Notably, and perhaps most critically, in the conservative group, crossover to other MCS devices (including VA-ECMO) was permitted for patients with worsening hemodynamics, defined as a lactate increase ≥3 mmol/L in 24 hours. This led to 39% of this group eventually receiving VA-ECMO. Given the high crossover rate, results should be interpreted with caution. The study does not imply that MCS is ineffective in CS; rather, early VA-ECMO implantation does not impact outcomes if later MCS use is allowed in cases of deterioration. Another takeaway is that early, unnecessary VA-ECMO implantation may lead to avoidable complications, while delayed or excessively late implantation fails to improve outcomes and patient prognosis. This underscores the need for clear, standardized criteria to determine the optimal timing for MCS implantation in CS.

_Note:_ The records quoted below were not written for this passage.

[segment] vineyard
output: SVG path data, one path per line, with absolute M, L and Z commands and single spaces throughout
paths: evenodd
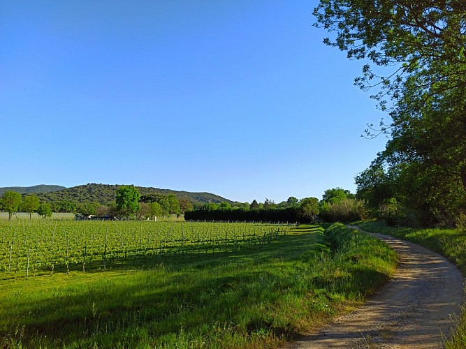
M 289 233 L 282 223 L 0 221 L 3 278 L 153 264 L 161 259 L 254 248 Z

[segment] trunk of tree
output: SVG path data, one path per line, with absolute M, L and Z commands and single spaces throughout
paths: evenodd
M 463 181 L 463 188 L 466 191 L 466 163 L 460 168 L 460 177 Z

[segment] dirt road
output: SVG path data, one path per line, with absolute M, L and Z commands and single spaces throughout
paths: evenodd
M 452 314 L 459 313 L 463 302 L 464 277 L 440 255 L 391 237 L 372 235 L 399 255 L 393 279 L 356 311 L 289 348 L 443 348 Z

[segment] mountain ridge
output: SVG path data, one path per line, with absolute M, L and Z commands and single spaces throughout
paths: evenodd
M 71 188 L 66 188 L 60 186 L 57 186 L 60 187 L 61 188 L 53 191 L 36 191 L 34 193 L 27 191 L 26 189 L 41 186 L 34 186 L 34 187 L 4 187 L 0 188 L 0 194 L 3 194 L 6 190 L 13 190 L 20 193 L 22 195 L 34 193 L 39 198 L 41 202 L 52 202 L 54 201 L 69 201 L 75 203 L 99 202 L 101 205 L 107 205 L 115 200 L 117 191 L 118 190 L 118 188 L 122 186 L 123 184 L 97 184 L 95 183 L 88 183 L 87 184 L 75 186 Z M 135 186 L 138 188 L 141 195 L 149 194 L 151 193 L 165 195 L 174 194 L 178 200 L 185 198 L 194 204 L 222 202 L 224 201 L 230 203 L 233 202 L 232 200 L 207 192 L 190 192 L 175 191 L 172 189 L 161 189 L 154 187 Z M 20 192 L 14 188 L 23 188 L 23 190 Z M 2 189 L 6 190 L 2 191 Z
M 0 195 L 9 191 L 16 191 L 20 194 L 36 194 L 38 193 L 50 193 L 62 189 L 66 189 L 66 187 L 48 184 L 38 184 L 32 186 L 3 186 L 0 188 Z

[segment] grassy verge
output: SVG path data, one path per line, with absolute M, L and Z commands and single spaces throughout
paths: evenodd
M 466 275 L 466 232 L 460 229 L 413 229 L 388 227 L 380 222 L 365 222 L 359 226 L 367 231 L 400 237 L 437 252 L 456 264 Z M 457 319 L 456 328 L 447 341 L 449 349 L 466 348 L 466 307 Z
M 264 348 L 361 302 L 395 253 L 335 225 L 259 250 L 0 283 L 1 348 Z

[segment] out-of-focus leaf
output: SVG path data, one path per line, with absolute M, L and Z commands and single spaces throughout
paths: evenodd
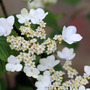
M 48 12 L 48 15 L 45 17 L 44 21 L 47 23 L 47 26 L 52 27 L 54 29 L 58 28 L 58 24 L 56 21 L 56 17 L 55 14 L 52 13 L 49 10 L 45 10 L 46 12 Z
M 54 16 L 55 16 L 56 19 L 58 19 L 58 18 L 60 19 L 63 16 L 65 16 L 65 14 L 64 13 L 59 13 L 59 14 L 54 14 Z
M 5 65 L 6 63 L 0 60 L 0 76 L 6 72 Z
M 39 56 L 39 55 L 36 56 L 36 60 L 34 60 L 36 65 L 39 63 L 40 58 L 41 58 L 41 56 Z
M 87 19 L 90 21 L 90 12 L 87 14 Z
M 22 87 L 19 87 L 17 90 L 33 90 L 33 88 L 22 86 Z
M 10 35 L 13 35 L 13 36 L 18 36 L 18 34 L 16 33 L 16 31 L 15 30 L 12 30 L 12 32 L 11 32 L 11 34 Z
M 18 18 L 16 17 L 16 15 L 14 15 L 14 18 L 15 18 L 15 23 L 14 23 L 14 25 L 15 25 L 15 27 L 17 28 L 17 30 L 19 30 L 21 24 L 18 22 Z
M 12 35 L 16 36 L 16 32 L 13 30 Z M 11 50 L 11 48 L 9 47 L 9 43 L 7 43 L 6 41 L 6 37 L 4 36 L 0 36 L 0 59 L 7 61 L 7 58 L 10 55 L 18 55 L 19 52 L 17 52 L 16 50 Z
M 3 78 L 0 78 L 0 90 L 7 90 L 6 83 Z
M 18 73 L 18 75 L 15 77 L 16 87 L 17 87 L 16 90 L 20 90 L 19 88 L 22 88 L 22 87 L 28 87 L 28 88 L 33 87 L 33 85 L 35 85 L 35 82 L 33 81 L 34 79 L 32 80 L 31 79 L 32 78 L 27 77 L 24 72 Z
M 71 4 L 71 5 L 76 5 L 78 3 L 80 3 L 82 0 L 62 0 L 63 2 L 66 2 L 68 4 Z
M 68 48 L 74 48 L 74 49 L 76 49 L 77 48 L 77 46 L 78 46 L 78 43 L 73 43 L 73 44 L 68 44 L 68 43 L 66 43 L 66 42 L 62 42 L 62 44 L 64 45 L 64 46 L 66 46 L 66 47 L 68 47 Z

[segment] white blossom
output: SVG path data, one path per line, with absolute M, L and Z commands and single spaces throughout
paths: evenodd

The study has limitations to consider when interpreting results. First, it lacks precise data on the definition and timing of resuscitated cardiac arrest, complicating interpretation of ECMO group results. Furthermore, no information is provided on the incidence and duration of cardiac arrest prior to randomization—a recognized independent risk factor in CS mortality. Importantly, out-of-hospital comatose patients were excluded from the study, limiting the generalizability of results to this high-risk population. Additionally, the median patient age exceeded 65 years, surpassing the inflection point indicating a poorer CS prognosis by 5 years. Other considerations, such as deciding on left ventricular drain cannulation or limb perfusion to prevent ischemia in ECMO patients, were left to the clinicians’ discretion and may reflect non-uniform criteria. Lastly, the study did not establish formal criteria for transitioning to more advanced destination therapies, weaning from other devices, or limiting life-support treatments.

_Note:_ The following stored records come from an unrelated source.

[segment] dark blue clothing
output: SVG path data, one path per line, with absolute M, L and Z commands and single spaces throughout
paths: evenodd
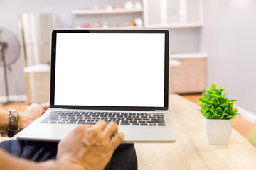
M 56 159 L 58 142 L 13 140 L 0 143 L 0 147 L 9 154 L 33 162 Z M 137 169 L 134 144 L 121 144 L 115 150 L 105 169 Z

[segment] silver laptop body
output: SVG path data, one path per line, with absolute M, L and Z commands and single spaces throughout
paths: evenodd
M 50 109 L 18 139 L 59 141 L 102 120 L 119 124 L 124 142 L 176 141 L 168 30 L 54 30 L 51 38 Z

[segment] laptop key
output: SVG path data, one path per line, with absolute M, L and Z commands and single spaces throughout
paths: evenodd
M 140 125 L 142 125 L 142 126 L 147 126 L 148 124 L 146 124 L 146 123 L 141 123 Z

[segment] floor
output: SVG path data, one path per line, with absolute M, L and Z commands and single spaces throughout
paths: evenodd
M 201 94 L 181 94 L 181 96 L 198 104 L 199 103 L 198 98 L 201 96 Z M 28 106 L 28 104 L 26 102 L 13 103 L 6 106 L 0 104 L 1 108 L 15 108 L 20 112 L 23 111 Z M 252 130 L 253 123 L 243 118 L 240 115 L 237 115 L 233 121 L 233 128 L 240 132 L 245 139 L 248 139 Z

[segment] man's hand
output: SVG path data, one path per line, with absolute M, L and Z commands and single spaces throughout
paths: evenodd
M 19 113 L 18 128 L 22 130 L 41 115 L 49 106 L 31 104 L 23 112 Z
M 57 162 L 78 169 L 103 169 L 124 138 L 115 123 L 79 125 L 58 147 Z

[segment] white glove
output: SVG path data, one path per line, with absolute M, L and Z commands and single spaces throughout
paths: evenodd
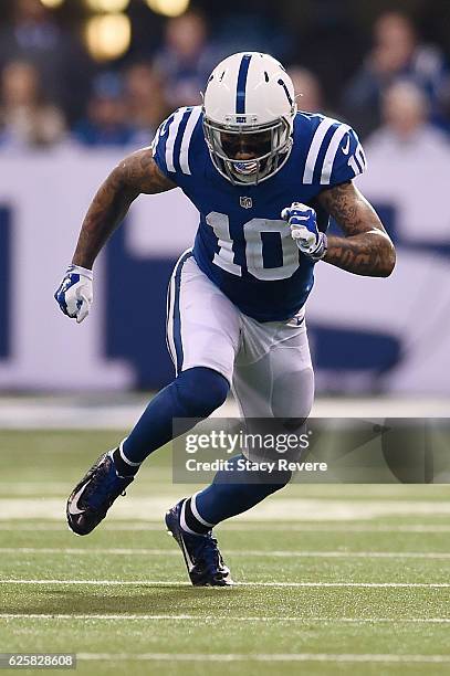
M 69 317 L 80 324 L 90 313 L 94 298 L 93 272 L 80 265 L 70 265 L 54 297 L 60 308 Z
M 292 202 L 291 207 L 283 209 L 281 218 L 287 221 L 291 236 L 303 254 L 313 261 L 324 257 L 327 246 L 326 234 L 320 232 L 317 228 L 314 209 L 301 202 Z

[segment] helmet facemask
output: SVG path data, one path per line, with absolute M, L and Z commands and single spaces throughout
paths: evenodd
M 257 186 L 264 181 L 283 167 L 291 152 L 292 126 L 285 117 L 262 125 L 257 120 L 253 115 L 230 115 L 227 124 L 219 124 L 203 110 L 205 138 L 211 160 L 219 173 L 236 186 Z M 251 157 L 237 158 L 239 152 Z

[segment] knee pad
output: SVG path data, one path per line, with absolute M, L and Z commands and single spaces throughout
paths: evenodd
M 186 418 L 208 418 L 226 401 L 230 385 L 218 371 L 206 367 L 193 367 L 174 381 L 178 400 Z

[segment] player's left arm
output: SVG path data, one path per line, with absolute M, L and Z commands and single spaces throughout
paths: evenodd
M 344 236 L 328 236 L 323 261 L 356 275 L 388 277 L 396 264 L 394 244 L 356 186 L 348 181 L 328 188 L 318 202 L 344 231 Z

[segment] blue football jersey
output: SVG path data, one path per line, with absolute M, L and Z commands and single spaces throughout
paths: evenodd
M 314 283 L 314 263 L 303 255 L 280 218 L 292 202 L 328 214 L 318 193 L 362 173 L 366 166 L 355 131 L 323 115 L 297 113 L 287 161 L 258 186 L 233 186 L 214 168 L 202 130 L 200 106 L 179 108 L 153 141 L 159 169 L 197 207 L 200 223 L 193 255 L 200 270 L 242 310 L 259 321 L 293 317 Z

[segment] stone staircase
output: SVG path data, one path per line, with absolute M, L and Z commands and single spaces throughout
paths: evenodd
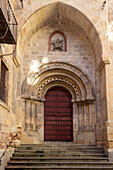
M 22 145 L 14 152 L 6 170 L 112 169 L 102 148 L 96 145 L 49 143 Z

Ultimately, the ECMO-CS study has highlighted certain limitations that future CS treatment research with VA-ECMO should consider. Nevertheless, there are still unanswered questions and advancements to be made in this complex and challenging field. Fortunately, two ongoing RCTs promise to shed more light on VA-ECMO use in AMI-CS patients. These are the ECLS-SHOCK trial, randomizing 420 AMI-CS patients to ECMO versus standard treatment, and the ANCHOR trial, in which 400 AMI-CS patients will be randomized to ECMO with intra-aortic balloon pump versus conventional treatment. We await their results, hoping to inch closer to the long-awaited solution for improving CS patient prognosis.

REFERENCE:

Ostadal P, Rokyta R, Karasek J, Kruger A, Vondrakova D, Janotka M, et al.; ECMO-CS Investigators. Extracorporeal membrane oxygenation in the therapy of cardiogenic shock: results of the ECMO-CS randomized clinical trial. Circulation. 2023 Feb 7;147(6):454-464. doi: 10.1161/CIRCULATIONAHA.122.062949.